AR-FL 3′UTR functional assay results. Structure function data for AR-FL 3′UTR structures 32–36. A 746 nt fragment at the beginning of the AR-FL 3′UTR is shown with ScanFold predicted structures represented as an arc diagram above the gene cartoon. Low z-score structures (blue and green arcs) are annotated with their number and a blue or orange box. Structures annotated with blue boxes are expanded and represented below the arcs as 2D models. The individual hairpins of the 2D model are numbered and annotated with all relevant data including four m6A modifications (orange circles) and eighteen covarying base pairs (green bars) on structure 32, and a miR-297 site (pink) and a miR-9-5p site (yellow) for the single stranded region between structure 32 and 33. These structures were tested for function via dual luciferase assays and qPCR in HeLa, 22Rv1 and DU145 cells.
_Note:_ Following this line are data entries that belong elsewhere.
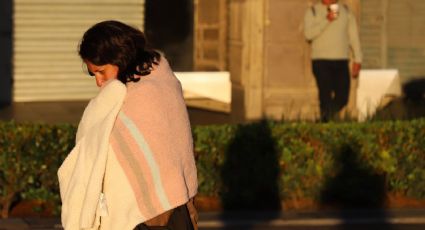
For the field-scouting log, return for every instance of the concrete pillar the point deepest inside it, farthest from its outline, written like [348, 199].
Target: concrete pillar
[246, 51]
[6, 7]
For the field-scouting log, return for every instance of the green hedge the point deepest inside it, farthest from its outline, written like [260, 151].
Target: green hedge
[254, 165]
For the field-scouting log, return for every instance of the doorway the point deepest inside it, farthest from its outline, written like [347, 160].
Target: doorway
[169, 28]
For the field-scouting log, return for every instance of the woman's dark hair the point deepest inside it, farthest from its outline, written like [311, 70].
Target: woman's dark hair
[113, 42]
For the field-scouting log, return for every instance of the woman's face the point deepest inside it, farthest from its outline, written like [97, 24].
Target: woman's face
[102, 73]
[328, 2]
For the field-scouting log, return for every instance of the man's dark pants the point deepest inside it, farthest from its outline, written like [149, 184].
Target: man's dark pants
[333, 81]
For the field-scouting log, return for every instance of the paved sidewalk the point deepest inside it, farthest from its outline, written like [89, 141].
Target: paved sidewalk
[278, 220]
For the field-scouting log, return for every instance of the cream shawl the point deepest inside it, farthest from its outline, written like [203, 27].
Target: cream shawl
[150, 166]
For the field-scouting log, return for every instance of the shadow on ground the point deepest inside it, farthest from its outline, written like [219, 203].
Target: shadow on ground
[250, 172]
[354, 189]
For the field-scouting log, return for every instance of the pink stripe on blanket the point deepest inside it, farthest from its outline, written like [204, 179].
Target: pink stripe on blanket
[131, 159]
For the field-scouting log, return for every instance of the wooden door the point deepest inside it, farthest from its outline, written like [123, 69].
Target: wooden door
[210, 51]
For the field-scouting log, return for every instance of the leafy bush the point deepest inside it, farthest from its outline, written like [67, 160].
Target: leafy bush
[30, 155]
[253, 165]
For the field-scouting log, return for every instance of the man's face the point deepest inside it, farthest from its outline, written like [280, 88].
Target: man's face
[328, 2]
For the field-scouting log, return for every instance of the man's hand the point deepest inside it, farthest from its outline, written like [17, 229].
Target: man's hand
[356, 69]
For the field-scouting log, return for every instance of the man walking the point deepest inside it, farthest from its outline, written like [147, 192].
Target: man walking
[332, 30]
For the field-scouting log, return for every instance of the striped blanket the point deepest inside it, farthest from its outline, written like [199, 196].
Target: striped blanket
[150, 166]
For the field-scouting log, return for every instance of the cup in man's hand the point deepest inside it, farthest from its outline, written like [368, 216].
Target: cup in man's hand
[334, 9]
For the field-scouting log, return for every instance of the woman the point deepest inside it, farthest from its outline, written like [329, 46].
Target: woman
[133, 164]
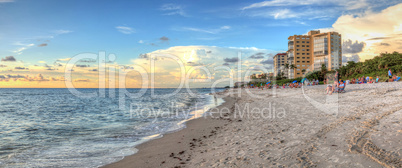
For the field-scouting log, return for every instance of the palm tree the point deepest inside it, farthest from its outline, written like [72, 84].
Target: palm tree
[292, 66]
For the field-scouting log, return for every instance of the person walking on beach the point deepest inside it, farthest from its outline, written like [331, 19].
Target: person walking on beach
[389, 73]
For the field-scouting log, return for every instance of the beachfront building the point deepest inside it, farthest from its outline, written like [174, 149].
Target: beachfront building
[327, 50]
[261, 77]
[280, 60]
[239, 84]
[308, 52]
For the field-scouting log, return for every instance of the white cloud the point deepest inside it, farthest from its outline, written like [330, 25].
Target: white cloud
[125, 29]
[311, 9]
[173, 9]
[19, 50]
[210, 31]
[61, 31]
[63, 59]
[281, 3]
[380, 31]
[5, 1]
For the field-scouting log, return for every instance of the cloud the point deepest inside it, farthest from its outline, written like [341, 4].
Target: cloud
[5, 1]
[88, 60]
[20, 68]
[25, 46]
[8, 59]
[259, 55]
[268, 61]
[210, 31]
[164, 39]
[144, 56]
[125, 29]
[82, 80]
[64, 59]
[311, 9]
[61, 31]
[374, 29]
[173, 9]
[354, 58]
[42, 45]
[231, 60]
[82, 66]
[348, 47]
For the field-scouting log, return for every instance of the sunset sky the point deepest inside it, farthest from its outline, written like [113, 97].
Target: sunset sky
[38, 39]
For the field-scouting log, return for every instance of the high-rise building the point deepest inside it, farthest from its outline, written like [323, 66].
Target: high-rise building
[308, 52]
[280, 60]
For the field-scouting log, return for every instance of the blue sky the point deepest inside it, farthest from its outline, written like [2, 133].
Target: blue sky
[43, 31]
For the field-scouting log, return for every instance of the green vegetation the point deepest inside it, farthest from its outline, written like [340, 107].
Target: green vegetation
[378, 66]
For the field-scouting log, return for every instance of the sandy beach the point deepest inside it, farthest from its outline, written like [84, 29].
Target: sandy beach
[287, 128]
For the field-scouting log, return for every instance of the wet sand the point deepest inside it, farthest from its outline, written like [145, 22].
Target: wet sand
[287, 128]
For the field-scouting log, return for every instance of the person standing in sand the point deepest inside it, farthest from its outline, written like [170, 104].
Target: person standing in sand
[389, 73]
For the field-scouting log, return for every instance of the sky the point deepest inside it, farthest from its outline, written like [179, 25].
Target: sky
[202, 43]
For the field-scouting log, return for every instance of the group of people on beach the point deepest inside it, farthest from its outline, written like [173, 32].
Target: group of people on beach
[336, 86]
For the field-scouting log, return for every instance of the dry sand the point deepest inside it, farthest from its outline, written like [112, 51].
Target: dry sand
[287, 128]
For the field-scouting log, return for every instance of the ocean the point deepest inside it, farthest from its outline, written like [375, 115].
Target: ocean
[55, 128]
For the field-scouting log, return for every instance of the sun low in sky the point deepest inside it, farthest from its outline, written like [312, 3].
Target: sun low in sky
[206, 41]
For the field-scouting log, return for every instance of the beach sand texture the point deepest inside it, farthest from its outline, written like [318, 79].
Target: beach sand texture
[359, 128]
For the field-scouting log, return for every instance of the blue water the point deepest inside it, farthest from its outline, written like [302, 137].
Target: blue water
[54, 128]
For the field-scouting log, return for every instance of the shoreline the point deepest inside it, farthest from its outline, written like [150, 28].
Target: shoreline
[160, 148]
[359, 128]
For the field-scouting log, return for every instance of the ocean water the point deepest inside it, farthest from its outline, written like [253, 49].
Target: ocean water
[55, 128]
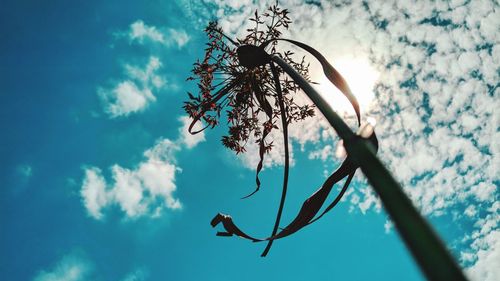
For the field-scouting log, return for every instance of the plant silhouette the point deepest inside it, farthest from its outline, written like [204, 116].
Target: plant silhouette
[249, 76]
[238, 77]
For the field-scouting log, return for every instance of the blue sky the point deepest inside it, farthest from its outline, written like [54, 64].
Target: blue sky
[100, 180]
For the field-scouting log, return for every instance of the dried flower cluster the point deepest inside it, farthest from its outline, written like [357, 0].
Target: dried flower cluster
[246, 95]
The changes in protein (yellow) and mRNA (red) levels compared to vector control can be seen in the left bar graph. Using the protein and mRNA levels, translational efficiency was calculated and plotted in the right bar graph. Asterisks represent a P-value <0.05 determined using a two-tailed student T-test.

Figure 6.

The strongest identified proteins (Mascot scores 3X > background for each sample) from biotin RNA pulldowns using synthetic AR-FL structure 4 WT and structure 32 in 22Rv1 cell lysates are compared using a Venn diagram. Unique proteins for structure 4 WT are within the light green circle, unique proteins for structure 32 are in the light blue circle, and common proteins identified in both are in the dark green intersecting region. The secondary structure models of structure 4 and structure 32 are on the left and right side of Venn diagram, respectively.